SanaaSanaaDas jemenitische Informationsminsterium hat einen Verkaufsstopp für sechs jemenitische Zeitungen an Kiosken und in Buchläden der Hauptstadt Sanaa angeordnet. Dies berichtet die „Yemen Times“, die von dem Verkaufsverbot nicht betroffen ist. Die Blätter „Al Mustaqilla“, „Al-Masdar“, Al Watani“, „Al Diyar“, „Al Nida“ und Al-Share“ sollen „der nationalen Einheit und Jemens Einheit geschadet“ haben, so zitiert das Blatt die Order des Generaldirektors des Ministeriums, Ibrahim Abdul Habib. Gemeint sei damit die Berichterstattung über den Konflikt im Süden des Landes.
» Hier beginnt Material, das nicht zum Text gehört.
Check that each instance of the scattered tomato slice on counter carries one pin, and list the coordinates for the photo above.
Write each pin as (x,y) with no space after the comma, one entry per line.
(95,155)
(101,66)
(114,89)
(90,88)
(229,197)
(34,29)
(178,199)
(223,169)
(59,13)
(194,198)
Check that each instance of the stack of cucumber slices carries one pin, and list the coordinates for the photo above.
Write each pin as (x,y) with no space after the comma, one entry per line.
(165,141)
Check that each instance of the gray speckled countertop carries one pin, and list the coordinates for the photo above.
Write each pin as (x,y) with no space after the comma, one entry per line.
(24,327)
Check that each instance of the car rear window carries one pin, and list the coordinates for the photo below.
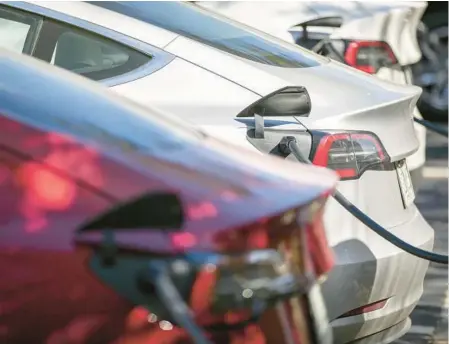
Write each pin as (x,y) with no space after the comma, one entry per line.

Zudem sei das Druckhaus von Al-Ayyam in Aden von Sicherheitskräften umstellt worden, um die Auslieferung der Auflage von 70 000 Exemplaren zu verhindern. Die Aktion wurde damit begründet, dass das Blatt „Jemens Einheit schade und eine Rebellion provoziere“. Der jemenitische Journalistenverband kritisierte das Vorgehen als „Massaker an der jemenitischen Presse und Angriff auf die Stützen der Demokratie und Meinungsfreiheit“ zudem sei die Aktion ein klarer Verstoß gegen die Verfassung. Der Verband warnte davor, Krisen als Rechtfertigung für die Einschränkung von Rechten zu nutzen und rief zur Verteidigung der Demokratie auf.

Der Chefredakteur der betroffenen Al Nida, Sami Ghalib, bezog das Vorgehen des Ministeriums direkt auf eine Weisung von Präsident Ali Abdullah Saleh, der in eine Rede die Presse kritisiert habe.